Höhepunkte der Art Week: Die Stars von morgen im Palais Populaire

Hip Hop, taiwanesische Tänze und Papptiere: Der Palais Populaire stellt zur Art Week spannende internationale Nachwuchskünstler vor.

Zeitungspapier hat eine lange Tradition in der taoistischen Papierkunst. Aus einer Familie stammend, die seit Generationen aufwändig verzierte Pappmachéfiguren für religiöse Zeremonien und Beerdigungsrituale herstellt, verwandelt der taiwanesische Künstler Zhang Xu Zhan seine papiernen Tierkreaturen zu Protagonisten surrealer Slow-Motion-Filme. Er ist einer von erstmals drei Preisträgern, die gleichzeitig zum „Artist of the Year“ gewählt wurden. Die renommierte Auszeichnung der Deutschen Bank wird in diesem Jahr zum zehnten Mal vergeben.

Xu Zhan wuchs in einer Zeit auf, in der das Familienunternehmen durch gesteigerte Massenproduktion und veränderte religiöse Überzeugung im Niedergang begriffen war. Seine Serie „Animal Story“ kombiniert überkommenes Kunsthandwerk mit zeitgenössischen Technologien, universelle Mythen mit der fernöstlichen Kultur taiwanesischer Tänze und Riten. Im Palais Populaire hat er sein von Fabelwesen und musizierenden Tieren bevölkertes künstlerisches Zwischenreich als raumgreifende Installation inszeniert.
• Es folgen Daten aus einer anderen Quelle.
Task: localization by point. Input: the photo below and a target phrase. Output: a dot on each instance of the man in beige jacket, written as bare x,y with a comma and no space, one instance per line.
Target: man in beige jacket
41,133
Vor einem biografischen Hintergrund muss auch das Werk des zweiten Preisträgers Maxwell Alexandre gelesen werden. Er wuchs in einer der größten Favelas Rio de Janeiros auf, wo er heute noch lebt. Die Ästhetik von Street Art und Wandmalereien bestimmt die Bildsprache seiner stark politisierenden Tableaus, gefüllt mit Referenzen zur brasilianischen Populärkultur, spirituellen Motiven und Szenen aus seinem alltäglichen Lebensumfeld.

[Palais Populaire, Unter den Linden 5, 16. 9. bis 7. 2., Mi bis Mo 11 – 18 Uhr, Do 11 – 21 Uhr.]

Auch die Hip-Hop-Musik findet einen malerischen Widerhall. In der ausgestellten 24-teiligen Serie von Papierarbeiten variiert Alexandre das Covermotiv des südamerikanischen Forbes Magazins, das ihn 2019 als einzigen Schwarzen zu einem der neunzig erfolgreichsten Brasilianer unter dreißig kürte.

Wer dominiert hier wen?

Mit flüssiger Schuhpolitur malt er die vier Protagonisten des Umschlags, darunter er selbst, immer wieder ab und variiert nur jeweils die Schattierung der Haut. Die Verwendung von braunem Packpapier anstelle des „neutralen“ weißen Bildgrundes spielt mit eben diesen tradierten Konnotationen von „farbig“ und „weiß“. Als Brasilianer mit afrikanischen Wurzeln reflektiert Alexandre seine afrodiasporische Identität, systemischen Rassismus und Privilegien.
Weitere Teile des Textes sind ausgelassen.